The main subject for this trip was a small group of Caspian terns that show up each year between in August but only stay until the first part of Sept. To my knowledge and from lack of reports in the bird community this is probably the only place on the island that you can get up close looks at this species as they are uncommon. To my disappointment I was unable to locate even one in the first two days. To be honest I wasn't having much luck with anything and with the weather getting closer it was looking like a very unproductive trip. The only decent image in the two days was a single Downy Woodpecker which was nice because I've never photographed one before.

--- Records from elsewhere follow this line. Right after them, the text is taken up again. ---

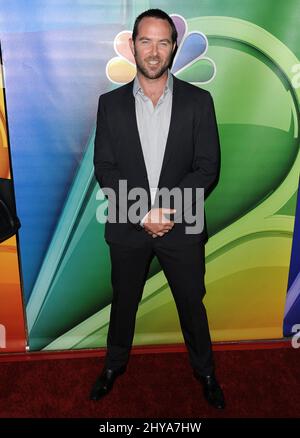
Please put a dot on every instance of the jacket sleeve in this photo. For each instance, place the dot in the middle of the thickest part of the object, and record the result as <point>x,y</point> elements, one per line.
<point>206,161</point>
<point>105,166</point>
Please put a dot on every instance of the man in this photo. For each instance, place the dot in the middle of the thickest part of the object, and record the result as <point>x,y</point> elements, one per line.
<point>156,132</point>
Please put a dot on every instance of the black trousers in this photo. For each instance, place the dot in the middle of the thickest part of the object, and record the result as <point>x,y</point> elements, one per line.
<point>184,268</point>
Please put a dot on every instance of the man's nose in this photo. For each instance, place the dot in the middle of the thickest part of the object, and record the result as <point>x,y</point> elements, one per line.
<point>154,49</point>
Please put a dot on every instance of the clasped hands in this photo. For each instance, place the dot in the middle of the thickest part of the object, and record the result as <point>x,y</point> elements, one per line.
<point>156,224</point>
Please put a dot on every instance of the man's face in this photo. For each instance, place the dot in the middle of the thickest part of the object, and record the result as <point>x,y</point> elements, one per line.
<point>153,47</point>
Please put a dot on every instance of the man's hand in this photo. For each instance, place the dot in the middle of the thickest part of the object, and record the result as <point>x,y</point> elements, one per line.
<point>156,224</point>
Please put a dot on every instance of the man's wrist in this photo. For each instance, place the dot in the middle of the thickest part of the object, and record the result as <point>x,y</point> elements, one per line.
<point>143,220</point>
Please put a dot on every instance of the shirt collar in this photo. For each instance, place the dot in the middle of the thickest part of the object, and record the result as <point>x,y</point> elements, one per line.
<point>137,87</point>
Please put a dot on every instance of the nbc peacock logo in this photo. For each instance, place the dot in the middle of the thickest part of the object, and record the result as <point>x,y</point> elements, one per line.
<point>190,62</point>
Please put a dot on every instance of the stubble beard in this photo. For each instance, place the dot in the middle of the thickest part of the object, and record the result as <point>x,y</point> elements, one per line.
<point>148,74</point>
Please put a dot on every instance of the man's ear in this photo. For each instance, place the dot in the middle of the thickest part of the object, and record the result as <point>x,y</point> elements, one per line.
<point>131,45</point>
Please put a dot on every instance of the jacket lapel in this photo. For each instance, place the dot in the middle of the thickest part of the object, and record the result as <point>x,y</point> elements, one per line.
<point>135,143</point>
<point>133,133</point>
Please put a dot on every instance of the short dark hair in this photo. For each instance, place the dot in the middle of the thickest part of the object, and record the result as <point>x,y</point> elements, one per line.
<point>155,13</point>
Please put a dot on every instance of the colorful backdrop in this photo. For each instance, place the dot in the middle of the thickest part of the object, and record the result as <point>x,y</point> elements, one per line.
<point>58,57</point>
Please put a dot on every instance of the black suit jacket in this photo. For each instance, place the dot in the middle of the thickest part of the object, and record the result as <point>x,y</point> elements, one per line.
<point>191,159</point>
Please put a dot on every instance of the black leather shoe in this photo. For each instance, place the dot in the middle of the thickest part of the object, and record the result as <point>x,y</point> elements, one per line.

On the evening of our third day thunder clouds had moved in but left a pocket of clear sky for the sun to set in. I decided to try my luck and head down to the "Meadow" and see if any terns had shown up. Sure enough one was there. Gliding along the shoreline looking for food. I made a slow approach in my CR-V to the waters edge..got out my gear and the scene was set...dramatic background clouds, golden hour light and target bird.
For the first half hour there were only 2 Caspien terns fishing along the shoreline. They would only search about a 40 yard radius up one end of the shore and then back down again. I was parked right in the middle of this 40 yards so as they passed I would capture as many frames as I could
Once a fish was spotted they would hover over it for about 5 secs then tuck their wings in
and plunge into the water.
This all happens very fast so it wasn't easy keeping them in the frame while they plunged. As you can probably tell the above sequence was from various attempts.
Occasionally they would be successful and rise from the water with a tasty treat
One of the biggest challenges I had in photographing them during their dives was the change in exposure...from blue sky to background hills to water...if I kept my exposure as it was when the sky was the background it would be unexposed when they dropped out of the sky and the background was the hills or the water. So as they dropped from the sky I would lower my shutter speed just slightly to properly expose the scene. Which allowed me to capture images like this one
About half way through my session I had made my way out of the vehicle and was sitting on the ground with my back against my rear tire. On occasion the terns would take a short rest on the shore providing opportunities for a few portrait shots.
The sun was slowly fading away and it was becoming to difficult to get enough shutter speed to freeze the birds motion. Before the sun was completely gone I captured a few quick shots of my location. The first image shows what was happening behind me and on the right side of the image was the shoreline the terns were fishing along.
The next image was shot 2 seconds later and just to the left of the above image. This is the town of Terrenceville with the moon just above.
By the end of the session I had a total of 7 terns fishing along the shore and providing some amazing photo ops. It was the perfect evening.